By the way, the autos are only a 4 speed - the manuals are a 5 speed.

Troy


----------



## LONDONDERRY (May 19, 2004)

KA24Tech said:


> I agree with LondonBerry, it sounds like it may be time for a tune up consisting of NGK plugs a new Nissan cap and rotor, air filter and fuel filter as well as changing the trans fluid, engine oil and coolant.
> By the way, the autos are only a 4 speed - the manuals are a 5 speed.
> 
> Troy



LondonBerry???
Hmm should I change my name?


----------



## KA24Tech (Feb 2, 2004)

I'm sorry I meant Londonderry... My mind has been a little loose trying to solve problems and my pointer on the laptop was jumping around with the "snap to" function so I had to turn it off because it was going to points and I had to retype or correct where the text was going because I am always multi-tasking with a half dozen windows open. Sorry...
It was almost like a homologation of Burberry of London or something, huh?

Troy


----------



## khatrisa (Aug 23, 2004)

how do you get rid of that "snap to" function. My laptop does that all the time.


----------



## SlowB14 (Sep 20, 2004)

khatrisa said:


> how do you get rid of that "snap to" function. My laptop does that all the time.

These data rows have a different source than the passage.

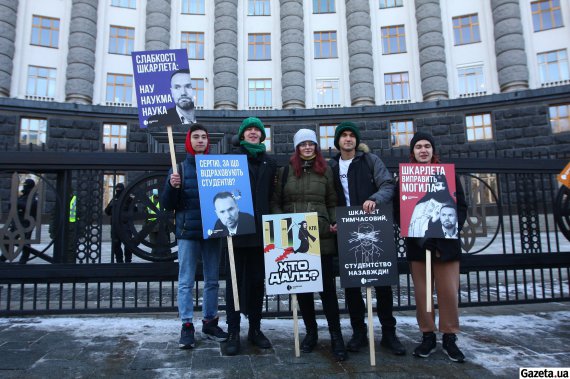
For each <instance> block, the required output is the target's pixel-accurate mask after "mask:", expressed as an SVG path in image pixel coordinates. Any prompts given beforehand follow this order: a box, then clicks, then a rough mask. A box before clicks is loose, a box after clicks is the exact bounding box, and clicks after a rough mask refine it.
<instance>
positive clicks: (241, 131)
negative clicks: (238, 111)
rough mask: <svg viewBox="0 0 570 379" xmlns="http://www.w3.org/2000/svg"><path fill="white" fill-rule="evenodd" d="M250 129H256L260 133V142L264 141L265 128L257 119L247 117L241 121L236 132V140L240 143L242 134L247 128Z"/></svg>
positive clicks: (262, 123) (259, 119)
mask: <svg viewBox="0 0 570 379" xmlns="http://www.w3.org/2000/svg"><path fill="white" fill-rule="evenodd" d="M251 127H254V128H257V129H259V130H260V131H261V142H263V141H264V140H265V126H264V125H263V122H261V120H260V119H258V118H257V117H248V118H246V119H245V120H243V121H242V123H241V126H240V127H239V130H238V139H239V140H240V141H241V140H242V139H243V132H245V130H246V129H247V128H251Z"/></svg>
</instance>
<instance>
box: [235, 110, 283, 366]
mask: <svg viewBox="0 0 570 379" xmlns="http://www.w3.org/2000/svg"><path fill="white" fill-rule="evenodd" d="M264 139H265V126H264V125H263V123H262V122H261V120H260V119H258V118H257V117H248V118H246V119H245V120H243V122H242V124H241V126H240V128H239V131H238V140H239V145H240V147H239V152H240V153H241V154H246V155H247V165H248V169H249V180H250V185H251V195H252V199H253V209H254V213H255V214H254V217H255V225H256V230H257V231H258V233H256V234H246V235H240V236H235V237H232V239H233V245H234V258H235V268H236V274H237V279H236V280H237V287H238V295H239V300H240V309H241V310H242V311H243V312H244V313H245V314H246V315H247V317H248V320H249V332H248V335H247V337H248V340H249V341H250V342H251V343H253V344H254V345H256V346H257V347H259V348H262V349H269V348H270V347H271V342H269V340H268V339H267V337H265V335H264V334H263V333H262V332H261V310H262V308H263V296H264V291H263V289H264V284H265V263H264V260H263V240H262V234H263V233H261V230H262V225H263V224H262V222H261V215H264V214H269V213H270V207H269V202H270V200H271V196H272V194H273V187H274V183H275V170H276V164H275V161H274V160H273V159H272V158H271V157H269V156H268V155H267V154H266V152H265V144H264V143H263V140H264ZM227 267H228V270H229V265H227ZM226 278H227V279H226V313H227V319H228V333H229V337H228V343H227V346H226V354H228V355H236V354H238V353H239V351H240V336H239V332H240V312H239V311H236V310H235V307H234V297H233V292H232V284H231V275H229V272H228V275H227V276H226Z"/></svg>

I think you're losing power in 5th because you don't have a fifth gear. If you mean 4th, you don't have any power (torque rather) in that gear because it's extremely tall. Its the final "gas milage" gear.


----------



## KA24Tech (Feb 2, 2004)

Did you ever get your power problem fixed stacye41077?



khatrisa said:


> how do you get rid of that "snap to" function. My laptop does that all the time.


In XP go to Control Panel and click on pointers you will see the box for the "Snap To" function. I have found a similar issue with the optical mouse on my desktop with it jumping around.

Troy


----------